A Moving Blog

Occasional celluloid musings from BarryG

Wednesday 20 July 2011

Submarine

UK movie audiences have always welcomed home-made films sporting horror, gangsters, troubled youngsters and madcap social comedy. Ambitious producers try to satisfy all markets simultaneously. First-time feature-film writer-directors find it wisest to test their talents with no more than two genres, as Norwegian-Nigerian Brit TV comedy writer-actor-director Richard (The IT Crowd) Ayoade did in 2010 with Submarine, an exceptional coming-of-age social comedy.


He adapted the quirky 2008 novel by young Welsh author Joe Dunthorne, telling the tales of Oliver Tate (Craig Roberts), an egocentric 15-year-old schoolboy who wants to have sex and get his parents' relationship out of a bad spell. Instead, to his angst-ridden adolescent dismay, his successfully seduced girl drops him. And his mother (Mike Leigh regular Sally Hawkins, a multi-awardee and Golden Globe winner for Happy-Go-Lucky) appears to have started an affair with an old fling and trendy New Age psychic (Paddy Dead Man's Shoes Considine).

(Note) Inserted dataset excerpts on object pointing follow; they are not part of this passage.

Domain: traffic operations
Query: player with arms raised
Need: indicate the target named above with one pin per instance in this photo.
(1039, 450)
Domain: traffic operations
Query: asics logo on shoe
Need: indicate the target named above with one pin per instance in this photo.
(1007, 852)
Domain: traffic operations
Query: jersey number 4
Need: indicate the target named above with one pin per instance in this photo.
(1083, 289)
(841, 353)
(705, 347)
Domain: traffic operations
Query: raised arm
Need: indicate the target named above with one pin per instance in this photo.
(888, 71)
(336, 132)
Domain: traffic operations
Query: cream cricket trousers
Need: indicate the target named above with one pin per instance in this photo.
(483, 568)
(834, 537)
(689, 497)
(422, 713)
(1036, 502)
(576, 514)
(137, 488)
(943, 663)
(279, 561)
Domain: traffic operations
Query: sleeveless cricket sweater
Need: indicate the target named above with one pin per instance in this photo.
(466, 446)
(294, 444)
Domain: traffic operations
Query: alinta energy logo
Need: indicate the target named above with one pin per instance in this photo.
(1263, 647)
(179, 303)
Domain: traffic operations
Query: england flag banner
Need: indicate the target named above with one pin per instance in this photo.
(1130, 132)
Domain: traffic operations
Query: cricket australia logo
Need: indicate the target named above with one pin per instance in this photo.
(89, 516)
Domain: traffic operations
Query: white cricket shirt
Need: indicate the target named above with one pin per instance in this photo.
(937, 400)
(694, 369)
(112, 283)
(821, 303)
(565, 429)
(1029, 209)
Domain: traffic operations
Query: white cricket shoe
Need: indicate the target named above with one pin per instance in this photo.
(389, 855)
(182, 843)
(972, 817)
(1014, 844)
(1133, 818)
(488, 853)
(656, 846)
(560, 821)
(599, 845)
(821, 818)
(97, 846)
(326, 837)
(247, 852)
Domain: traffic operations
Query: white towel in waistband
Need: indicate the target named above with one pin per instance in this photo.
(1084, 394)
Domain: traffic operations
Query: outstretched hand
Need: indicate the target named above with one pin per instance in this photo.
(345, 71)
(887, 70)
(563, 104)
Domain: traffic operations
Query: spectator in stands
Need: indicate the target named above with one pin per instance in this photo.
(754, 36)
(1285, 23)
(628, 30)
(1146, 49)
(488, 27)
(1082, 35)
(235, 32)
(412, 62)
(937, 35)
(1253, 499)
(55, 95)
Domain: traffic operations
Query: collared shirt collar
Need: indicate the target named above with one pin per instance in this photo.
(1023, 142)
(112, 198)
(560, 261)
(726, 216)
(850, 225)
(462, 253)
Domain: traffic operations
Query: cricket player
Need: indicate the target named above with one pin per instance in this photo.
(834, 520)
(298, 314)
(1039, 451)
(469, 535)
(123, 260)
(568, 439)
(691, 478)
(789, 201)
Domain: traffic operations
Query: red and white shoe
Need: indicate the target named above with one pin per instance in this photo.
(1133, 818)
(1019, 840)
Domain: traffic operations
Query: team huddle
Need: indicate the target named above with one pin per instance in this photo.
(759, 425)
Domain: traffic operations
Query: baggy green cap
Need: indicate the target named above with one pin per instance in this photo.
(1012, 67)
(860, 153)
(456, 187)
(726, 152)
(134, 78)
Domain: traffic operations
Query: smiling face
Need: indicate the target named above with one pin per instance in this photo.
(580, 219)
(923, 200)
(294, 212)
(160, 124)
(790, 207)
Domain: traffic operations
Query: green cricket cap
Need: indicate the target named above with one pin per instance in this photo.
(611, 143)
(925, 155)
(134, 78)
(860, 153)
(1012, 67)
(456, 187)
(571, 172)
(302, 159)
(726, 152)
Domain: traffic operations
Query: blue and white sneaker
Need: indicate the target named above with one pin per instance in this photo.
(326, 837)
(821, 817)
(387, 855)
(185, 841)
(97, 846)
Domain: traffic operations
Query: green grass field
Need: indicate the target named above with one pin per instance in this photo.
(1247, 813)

The self-consciously self-obsessed boy, through wry off-screen commentaries, establishes the characters' backgrounds in the seaside South Wales community while revealing his own naivete and teenage arrogance. Throughout, from him and the other characters, there's a dazzling display of insightful moments of zany comedy, schoolyard bitchiness and family melodrama. The zombie-like depressed father (Noah Shine Taylor) provides a taped collection of happy and sad love songs to help his son cope with first romance, which has cheered his primly efficient wife who's been worried about her son's mental state and sexual inclinations.

Oliver loses his virginity to a fiendishly manipulative and self-protective girl, Jordana (Yasmin Paige), whose mother's got a brain tumour. The casting of the pair of edgy youngsters was crucial for Ayoade's old-fashioned "New Wave" style, in which close-ups of their acne and awkward body language is contrasted artfully with the mystical natural beauty and man-made industrial townscapes in which their dramas play out. Both Roberts (Welsh born) and Paige (a Londoner) are experienced TV child actors (Young Dracula and The Mysti Show respectively, among other series). They are enchanting as ironic, plain-faced star-crossed lovers.

Oliver's parents are underplayed handsomely, and Considine relishes his role as an actor-turned-shyster (whose faux-natural 15-minute promotional video is a highlight among the above-average set of DVD extras). Good cinematography, authentic-feeling production designs, and an unusually cerebral dialogue were blended well by Ayoade, providing a distinctive sense of humour, LOL at times, with a sense of emotional depth and psychological acumen.

When a movie has nothing to fault, and feels as it's achieved all its ambitions, it would be wrong to deny it a top rating just because it's a lightweight confection. So were many New Wave award-winners, and Submarine can be viewed as a classic of its kind too.